Se me ocurrió una solución.

—Quizá la mayor parte ocurrió en Centroamérica y, al final, los lamanitas empujaron a los nefitas hasta Nueva York.

—Eso son más de tres mil millas —dijo Garth—. Hablamos de una batalla que involucraba a un cuarto de millón de nefitas y quién sabe cuántos lamanitas. ¿Por qué viajar tan lejos, cruzando cientos de ríos y encontrando otras tribus potencialmente hostiles, solo para pelear una batalla? El Libro de Mormón nos habla de una expedición que salió desde la tierra del sur, pasó por el cuello de tierra angosto y descubrió el último campo de batalla de los jareditas en cuestión de semanas. Si asumimos que la expedición de Limhi llegó hasta Nueva York buscando Zarahemla, les habría tomado años, si no toda la vida.

—Entonces, ¿cómo llegaron las planchas de oro a Nueva York? —pregunté.

—Bueno, parece que hay un vacío de treinta y siete años desde la última batalla hasta que Moroni escribió su última entrada —explicó Garth—. Eso da tiempo de sobra para que, al menos, un nefita viajara hasta Nueva York. Pienso que un profeta como Moroni, al final, se habría marchado de la tierra perversa donde su pueblo había sido destruido y habría viajado hasta un lugar donde pudiera seguir predicando el evangelio, depositando finalmente las planchas al final de su vida, justo donde José Smith las desenterró. O quizás las colocó allí ya como un ser resucitado. Para mí, en realidad no importa.

—Entonces, ¿dónde está Cumorah? —pregunté al fin.

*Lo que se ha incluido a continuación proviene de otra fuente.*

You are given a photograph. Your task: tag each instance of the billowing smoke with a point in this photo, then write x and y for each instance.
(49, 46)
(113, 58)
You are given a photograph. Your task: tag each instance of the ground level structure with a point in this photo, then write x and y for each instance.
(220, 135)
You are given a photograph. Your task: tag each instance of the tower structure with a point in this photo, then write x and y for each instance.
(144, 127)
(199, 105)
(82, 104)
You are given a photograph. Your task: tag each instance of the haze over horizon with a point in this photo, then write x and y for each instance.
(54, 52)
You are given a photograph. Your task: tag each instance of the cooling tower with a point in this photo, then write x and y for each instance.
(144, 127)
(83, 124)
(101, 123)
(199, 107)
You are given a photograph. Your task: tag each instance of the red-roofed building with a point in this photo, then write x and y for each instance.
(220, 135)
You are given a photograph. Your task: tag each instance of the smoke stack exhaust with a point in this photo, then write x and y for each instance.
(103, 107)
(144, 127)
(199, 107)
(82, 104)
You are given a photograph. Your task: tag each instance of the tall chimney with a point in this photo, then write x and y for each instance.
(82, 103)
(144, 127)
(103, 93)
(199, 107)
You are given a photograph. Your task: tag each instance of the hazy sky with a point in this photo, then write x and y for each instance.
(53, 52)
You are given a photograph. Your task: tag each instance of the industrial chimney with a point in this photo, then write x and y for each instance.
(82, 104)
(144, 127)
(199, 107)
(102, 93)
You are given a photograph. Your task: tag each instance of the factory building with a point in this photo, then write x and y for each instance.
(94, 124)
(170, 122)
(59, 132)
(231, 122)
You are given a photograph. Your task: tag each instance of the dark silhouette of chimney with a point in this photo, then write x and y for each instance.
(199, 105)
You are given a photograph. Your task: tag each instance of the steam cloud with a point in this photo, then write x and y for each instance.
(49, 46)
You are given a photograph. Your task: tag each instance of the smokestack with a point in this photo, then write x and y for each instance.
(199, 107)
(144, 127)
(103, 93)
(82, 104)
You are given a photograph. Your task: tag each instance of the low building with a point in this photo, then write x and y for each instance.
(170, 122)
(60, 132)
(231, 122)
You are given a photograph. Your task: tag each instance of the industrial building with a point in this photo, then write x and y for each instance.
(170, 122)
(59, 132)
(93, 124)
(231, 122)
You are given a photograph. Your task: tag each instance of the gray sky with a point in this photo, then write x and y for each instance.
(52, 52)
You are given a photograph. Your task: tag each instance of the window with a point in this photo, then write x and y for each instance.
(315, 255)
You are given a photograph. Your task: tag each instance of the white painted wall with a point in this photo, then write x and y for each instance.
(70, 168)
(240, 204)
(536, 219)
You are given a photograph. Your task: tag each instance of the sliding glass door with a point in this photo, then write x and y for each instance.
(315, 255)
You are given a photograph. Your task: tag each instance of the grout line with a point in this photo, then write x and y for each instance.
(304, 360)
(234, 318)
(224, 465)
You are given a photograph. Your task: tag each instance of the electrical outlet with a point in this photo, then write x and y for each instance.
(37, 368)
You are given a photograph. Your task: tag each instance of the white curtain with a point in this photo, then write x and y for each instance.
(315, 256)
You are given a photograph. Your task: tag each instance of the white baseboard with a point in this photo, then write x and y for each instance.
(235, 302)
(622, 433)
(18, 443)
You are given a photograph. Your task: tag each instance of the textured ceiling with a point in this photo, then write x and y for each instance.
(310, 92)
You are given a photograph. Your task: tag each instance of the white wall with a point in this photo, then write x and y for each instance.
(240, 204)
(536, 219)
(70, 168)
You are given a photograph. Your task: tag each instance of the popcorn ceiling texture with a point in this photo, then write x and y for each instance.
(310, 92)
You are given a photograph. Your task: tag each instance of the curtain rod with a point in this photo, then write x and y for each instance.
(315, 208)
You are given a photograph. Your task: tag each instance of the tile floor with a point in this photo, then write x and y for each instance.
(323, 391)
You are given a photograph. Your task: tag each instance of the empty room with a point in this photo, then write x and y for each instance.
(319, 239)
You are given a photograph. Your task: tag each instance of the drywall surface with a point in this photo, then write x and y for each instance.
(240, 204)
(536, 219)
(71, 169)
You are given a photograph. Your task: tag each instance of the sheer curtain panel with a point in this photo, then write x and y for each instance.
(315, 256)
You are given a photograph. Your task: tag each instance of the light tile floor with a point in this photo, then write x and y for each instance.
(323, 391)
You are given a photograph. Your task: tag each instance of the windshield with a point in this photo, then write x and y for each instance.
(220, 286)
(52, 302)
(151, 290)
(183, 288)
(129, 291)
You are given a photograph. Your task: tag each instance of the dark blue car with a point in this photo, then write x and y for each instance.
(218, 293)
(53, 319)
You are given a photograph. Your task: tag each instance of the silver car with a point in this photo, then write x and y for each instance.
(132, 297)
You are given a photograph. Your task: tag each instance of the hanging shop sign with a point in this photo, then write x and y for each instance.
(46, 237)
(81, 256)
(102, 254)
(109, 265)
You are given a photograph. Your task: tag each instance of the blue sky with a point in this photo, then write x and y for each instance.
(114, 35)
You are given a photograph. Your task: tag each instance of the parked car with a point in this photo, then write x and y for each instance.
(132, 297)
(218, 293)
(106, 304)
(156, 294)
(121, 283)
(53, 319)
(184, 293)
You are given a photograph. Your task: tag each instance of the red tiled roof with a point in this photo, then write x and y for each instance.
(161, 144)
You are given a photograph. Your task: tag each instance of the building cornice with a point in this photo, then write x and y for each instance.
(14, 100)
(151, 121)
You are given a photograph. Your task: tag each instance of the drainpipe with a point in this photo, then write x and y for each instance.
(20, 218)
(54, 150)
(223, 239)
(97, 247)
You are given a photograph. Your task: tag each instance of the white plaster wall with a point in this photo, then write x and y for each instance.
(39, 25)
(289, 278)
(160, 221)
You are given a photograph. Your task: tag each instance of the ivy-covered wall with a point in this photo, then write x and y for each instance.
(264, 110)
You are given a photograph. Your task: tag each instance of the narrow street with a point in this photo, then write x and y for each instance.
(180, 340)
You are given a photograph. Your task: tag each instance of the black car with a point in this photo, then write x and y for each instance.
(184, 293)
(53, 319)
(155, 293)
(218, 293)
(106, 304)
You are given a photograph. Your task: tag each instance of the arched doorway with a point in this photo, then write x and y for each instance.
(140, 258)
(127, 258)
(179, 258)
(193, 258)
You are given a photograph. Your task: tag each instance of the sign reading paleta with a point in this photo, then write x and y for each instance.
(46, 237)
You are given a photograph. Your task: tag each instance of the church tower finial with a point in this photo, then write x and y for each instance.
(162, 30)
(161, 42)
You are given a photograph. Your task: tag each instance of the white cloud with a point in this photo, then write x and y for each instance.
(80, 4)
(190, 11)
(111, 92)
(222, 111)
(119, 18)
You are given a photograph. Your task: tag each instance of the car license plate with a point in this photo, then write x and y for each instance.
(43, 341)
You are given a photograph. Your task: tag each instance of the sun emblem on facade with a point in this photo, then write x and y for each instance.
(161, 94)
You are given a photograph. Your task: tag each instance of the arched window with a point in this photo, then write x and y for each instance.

—Buena suerte con esa —intervino Andrew—. Se han propuesto más lugares de los que esposas tuvo Brigham Young.

—Bueno, veamos los hechos —dijo Garth—. Tiene que ser un punto de referencia prominente, mucho más prominente que el pequeño cerro en Nueva York. Debe estar a un día de viaje de una gran y poco definida masa de agua que Éter llamó las Aguas de Ripliancum y que Mormón llamó una tierra de “muchas aguas, ríos y manantiales”. Debe ser lo bastante pequeño para que un hombre herido de ochenta años, Mormón, pudiera escalarlo y pasar una última noche con su hijo y veintidós sobrevivientes nefitas del primer día de batalla. Pero también lo bastante alto como para que Mormón pudiera contemplar cientos de miles de cuerpos en las llanuras y laderas de abajo. Debe estar cerca de la costa oriental, cerca del cuello de tierra angosto y en medio de una zona de volcanes y terremotos. En los estudios que he leído, el único lugar que parece cumplir con todos estos criterios es un cerro al norte del istmo de Tehuantepec y al sur de la cuenca del Papaloapan, en el estado de Veracruz, México, llamado El Cerro Vigía.

—¿¡México!? —exclamé—. ¿Estás sugiriendo que tomemos un avión a México?

—No —dijo Garth—. No un avión. Una espada de plata nunca pasaría por el detector de metales de un aeropuerto. Y si lo que Muleki dice sobre su potencial de ser robada es cierto, no hay forma de que la deje en manos de los encargados del equipaje.

—¿Entonces cómo se supone que vamos a llegar allá?

—Manejando —respondió Garth.

—¿¡Manejando!? ¿Qué tan lejos está ese lugar?

—No estoy seguro. Al menos tres mil millas.

—¿¡En el Mazda de Jenny!? —grité—. ¡Garth, no confiaría en esa carcacha para llevarme demasiadas veces más a Salt Lake y de vuelta! ¡Ya tiene más de 90,000 millas! ¡Las llantas están casi lisas!

—¿Tienes algún amigo con un auto mejor? —preguntó.

—¡Nadie que me lo preste para manejarlo seis mil millas!

Garth lo pensó por un momento.

—Podría convencer a mi mamá en Rock Springs de que nos deje usar su Chevette, pero está en mucho peor estado que tu Mazda. A menos que se te ocurra una mejor idea en las próximas horas, me temo que tendremos que arriesgarnos a conducir el Mazda de Jenny… y orar para que el Señor esté detrás de nosotros.